Pada 28 Juli 2021 lalu, Menteri Investasi mewakili pemerintah Indonesia resmi menandatangani nota kesepahaman dengan konsorsium PT Hyundai dan PT Industri Baterai Indonesia, sebagai salah satu langkah awal dari rencana proyek baterai kendaraan listrik terintegrasi. Langkah selanjutnya, Pertamina bersinergi dengan PT PLN untuk turut menyiapkan ekosistem kendaraan listrik dengan membangun Stasiun Pengisian Kendaraan Listrik Umum (SPKLU). Hal ini telah dibuktikan saat peluncuran pilot project dari Green Energy Station, di SPBU Kuningan Jakarta pada 10 Desember 2018 lalu. Di mana unit Electric Vehicle Charging Station (EVCS) telah terpasang yang terdiri dari 2 tipe, yakni tipe pengisian cepat dan normal. Tak butuh waktu lama, sebagai wujud keseriusannya beberapa waktu lalu Kementerian Perindustrian pun melakukan kunjungan kerja ke Jepang untuk membahas pengembangan industri otomotif. Alhasil, sejumlah produsen mobil asal Jepang berkomitmen berinvestasi belasan hingga triliunan rupiah di Indonesia. Berikut sederet nama pabrik mobil listrik yang konvoi berinvestasi di Indonesia di antaranya, Honda, Mitsubishi dan Toyota.

Menurut analisis periset BNEF, Nathaniel Bullard, mengatakan bahwa, “Akan ada titik saat kendaraan listrik lebih murah dan menjadi momen penting bagi pasar Electric Vehicle." Alasan di balik laporan ini, disebabkan prediksi analisis terhadap kendaraan listrik yang akan mengalami penurunan harga yang cukup jauh dimulai tahun 2022. Namun, mungkinkah disertai penurunan tarif dasar listrik ?

Pembelajaran Apa yang Bisa Kita Dapatkan dari Transformasi Tren Elektrifikasi Kendaraan di Sistem Kapitalisme?
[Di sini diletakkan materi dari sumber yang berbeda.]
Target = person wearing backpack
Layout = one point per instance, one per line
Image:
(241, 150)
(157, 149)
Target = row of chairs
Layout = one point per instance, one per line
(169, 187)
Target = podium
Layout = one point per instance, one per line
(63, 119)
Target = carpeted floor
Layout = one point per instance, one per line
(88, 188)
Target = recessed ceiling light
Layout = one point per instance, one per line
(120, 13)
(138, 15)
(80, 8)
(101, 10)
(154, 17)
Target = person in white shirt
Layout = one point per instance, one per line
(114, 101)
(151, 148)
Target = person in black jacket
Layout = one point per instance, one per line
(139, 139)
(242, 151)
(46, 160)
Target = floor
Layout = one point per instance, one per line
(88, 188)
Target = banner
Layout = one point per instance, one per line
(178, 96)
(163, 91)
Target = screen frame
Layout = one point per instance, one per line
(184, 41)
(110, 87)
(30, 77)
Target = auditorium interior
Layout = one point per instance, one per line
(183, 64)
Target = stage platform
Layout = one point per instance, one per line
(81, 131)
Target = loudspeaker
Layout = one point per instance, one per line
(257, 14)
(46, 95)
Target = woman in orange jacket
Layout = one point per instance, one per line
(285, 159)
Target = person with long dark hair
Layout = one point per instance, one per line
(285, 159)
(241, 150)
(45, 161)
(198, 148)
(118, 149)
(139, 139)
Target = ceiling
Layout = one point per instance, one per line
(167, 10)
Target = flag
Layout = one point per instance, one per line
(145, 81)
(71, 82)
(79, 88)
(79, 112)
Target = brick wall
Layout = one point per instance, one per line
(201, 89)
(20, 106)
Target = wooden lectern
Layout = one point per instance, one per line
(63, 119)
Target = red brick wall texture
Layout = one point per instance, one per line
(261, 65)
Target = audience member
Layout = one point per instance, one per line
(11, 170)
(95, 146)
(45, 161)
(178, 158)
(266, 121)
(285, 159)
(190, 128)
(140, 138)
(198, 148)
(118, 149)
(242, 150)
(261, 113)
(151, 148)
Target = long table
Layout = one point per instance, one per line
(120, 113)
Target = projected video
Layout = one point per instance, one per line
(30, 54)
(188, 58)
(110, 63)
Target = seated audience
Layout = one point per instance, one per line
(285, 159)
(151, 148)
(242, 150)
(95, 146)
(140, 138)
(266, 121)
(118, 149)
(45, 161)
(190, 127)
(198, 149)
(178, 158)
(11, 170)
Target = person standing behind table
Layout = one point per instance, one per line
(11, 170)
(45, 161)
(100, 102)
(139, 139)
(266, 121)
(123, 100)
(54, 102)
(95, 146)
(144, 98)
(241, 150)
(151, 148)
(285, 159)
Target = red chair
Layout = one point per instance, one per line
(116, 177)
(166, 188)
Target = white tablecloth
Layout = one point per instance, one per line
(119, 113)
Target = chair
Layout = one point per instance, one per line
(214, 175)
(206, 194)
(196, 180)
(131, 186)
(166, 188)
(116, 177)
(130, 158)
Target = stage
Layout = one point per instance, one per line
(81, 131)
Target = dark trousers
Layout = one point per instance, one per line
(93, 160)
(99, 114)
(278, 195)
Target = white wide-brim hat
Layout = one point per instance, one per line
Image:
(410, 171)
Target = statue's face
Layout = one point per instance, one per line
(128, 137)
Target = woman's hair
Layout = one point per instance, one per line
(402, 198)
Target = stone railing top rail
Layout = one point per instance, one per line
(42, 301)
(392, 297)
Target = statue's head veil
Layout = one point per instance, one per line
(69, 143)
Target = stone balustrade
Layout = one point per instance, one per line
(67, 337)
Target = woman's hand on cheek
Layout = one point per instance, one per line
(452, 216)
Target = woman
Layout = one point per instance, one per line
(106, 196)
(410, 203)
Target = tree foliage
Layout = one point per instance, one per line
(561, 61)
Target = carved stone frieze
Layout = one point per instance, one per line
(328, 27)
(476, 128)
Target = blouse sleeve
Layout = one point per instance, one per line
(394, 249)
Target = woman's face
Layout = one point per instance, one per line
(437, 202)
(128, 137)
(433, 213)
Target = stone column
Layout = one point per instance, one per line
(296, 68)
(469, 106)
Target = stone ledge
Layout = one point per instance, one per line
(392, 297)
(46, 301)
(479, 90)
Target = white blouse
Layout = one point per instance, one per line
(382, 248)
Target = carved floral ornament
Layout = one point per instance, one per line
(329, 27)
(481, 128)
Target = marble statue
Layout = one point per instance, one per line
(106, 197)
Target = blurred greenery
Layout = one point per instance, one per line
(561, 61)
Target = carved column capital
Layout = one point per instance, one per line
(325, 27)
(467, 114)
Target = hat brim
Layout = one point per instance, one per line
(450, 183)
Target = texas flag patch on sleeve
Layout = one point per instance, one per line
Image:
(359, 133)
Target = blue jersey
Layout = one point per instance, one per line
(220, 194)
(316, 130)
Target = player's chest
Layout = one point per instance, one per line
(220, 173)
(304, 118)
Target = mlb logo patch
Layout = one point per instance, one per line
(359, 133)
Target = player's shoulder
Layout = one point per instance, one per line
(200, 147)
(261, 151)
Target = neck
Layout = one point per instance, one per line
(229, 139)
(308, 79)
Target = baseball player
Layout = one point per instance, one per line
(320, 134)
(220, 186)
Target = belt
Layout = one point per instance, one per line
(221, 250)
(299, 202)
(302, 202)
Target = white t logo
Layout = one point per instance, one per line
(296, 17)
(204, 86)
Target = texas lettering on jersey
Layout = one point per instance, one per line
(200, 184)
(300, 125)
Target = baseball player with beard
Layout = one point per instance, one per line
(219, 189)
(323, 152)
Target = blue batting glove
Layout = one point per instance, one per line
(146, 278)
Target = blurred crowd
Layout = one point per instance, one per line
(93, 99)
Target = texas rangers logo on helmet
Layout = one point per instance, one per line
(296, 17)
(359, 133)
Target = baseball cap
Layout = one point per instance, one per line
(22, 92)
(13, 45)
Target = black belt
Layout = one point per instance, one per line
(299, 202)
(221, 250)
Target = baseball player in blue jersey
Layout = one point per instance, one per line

Sudah bisa tergambarkan, bagaimana rencana pemerintah membuka lebar keran investasi dengan menarik para investor asing dalam bisnis baterai dan hilirisasi industri kendaraan listrik, yakni hanya demi meraup keuntungan. Namun, kebijakan-kebijakan yang terkesan dipaksakan dan menjerat tetap diterapkan terhadap rakyat. Pasalnya, jika kebijakan ini diterapkan secara masif, tidak meniscayakan bila kenaikan tarif dasar listrik bukan lagi menjadi masalah di negeri yang setia membebek pada ideologi kapitalisme ini. Karena, setiap momentum yang membawa peruntungan negeri ini, bukan berarti memberi pertanda bagi kesejahteraan rakyat. Bahkan, hanya berpotensi semakin memperlebar jurang pemisah antara si kaya dan miskin. Bisa kita lihat, karut-marut kebijakan penggunaan Green Energy pun belum terselesaikan, yang berdampak pada tidak stabilnya harga energi, sehingga pada akhirnya terus memosisikan rakyat sebagai korban.

Indonesia negeri kaya akan sumber daya alam dan energi, namun bila berada dalam genggaman aturan kapitalis pasti menjadi krisis. Dimanjakan oleh kehadiran investor asing, sehingga tidak memiliki sikap untuk menentukan agendanya sendiri alias tidak mandiri. Sebab, negara manja tak mungkin memiliki peluang meraih posisi negara besar. Sistem kapitalisme yang merajai kehidupan dunia saat ini telah menancapkan paham bahwa materi adalah tolok ukur majunya peradaban. Pandangan inilah yang mendorong manusia untuk memanfaatkan teknologi demi meraup pundi-pundi uang. Tak heran, penggunaan teknologi acapkali tak terkendali dan semua diperuntukkan atas nama materi. Itulah gambaran bagaimana bila perkembangan teknologi disetir dalam pandangan kapitalisme yang memisahkan antara agama dan kehidupan.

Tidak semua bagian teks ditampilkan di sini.